Selon la presse nigériane, une majorité de sénateurs ont exprimé leur opposition à une opération militaire lors d'une réunion à huis clos. Or, d'après la Constitution du pays, les forces de sécurité ne peuvent combattre à l'étranger sans l'aval préalable du Sénat, sauf exception en cas de "risque imminent ou danger" pour la sécurité nationale.
Samedi soir, l'Algérie, qui n'est pas membre de la Cedeao mais partage près de 1000 km frontière avec le Niger, a également émis des réserves.

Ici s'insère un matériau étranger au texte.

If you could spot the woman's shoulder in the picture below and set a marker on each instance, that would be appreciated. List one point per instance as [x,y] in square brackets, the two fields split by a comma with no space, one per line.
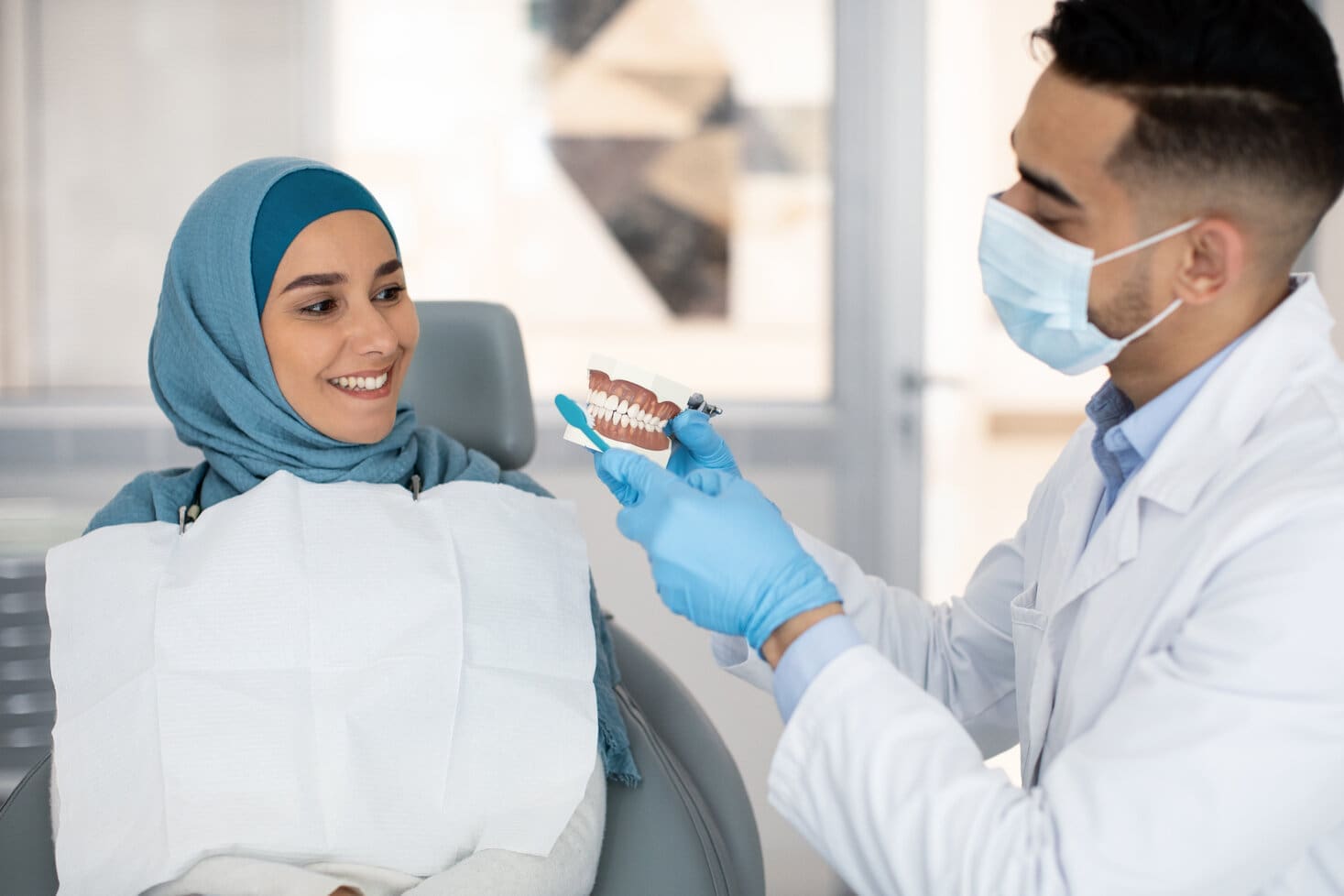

Son président Abdelmadjid Tebboune a estimé à la télévision publique qu'une intervention serait "une menace directe" pour son pays. "Il n'y aura aucune solution sans nous", a-t-il ajouté, craignant que "tout le Sahel s'embrase" en cas d'intervention.
Promesse de "riposte immédiate"
Les putschistes de Niamey ont de leur côté promis cette semaine une "riposte immédiate" à "toute agression". Ils pourraient compter sur le soutien de deux voisins, le Burkina Faso et le Mali, qui ont prévenu qu'ils seraient solidaires du Niger et que toute intervention armée serait considérée comme une "déclaration de guerre" à leur encontre.
Dirigés par des juntes militaires, ces pays sont confrontés comme le Niger à des violences jihadistes récurrentes qui mobilisent leurs troupes.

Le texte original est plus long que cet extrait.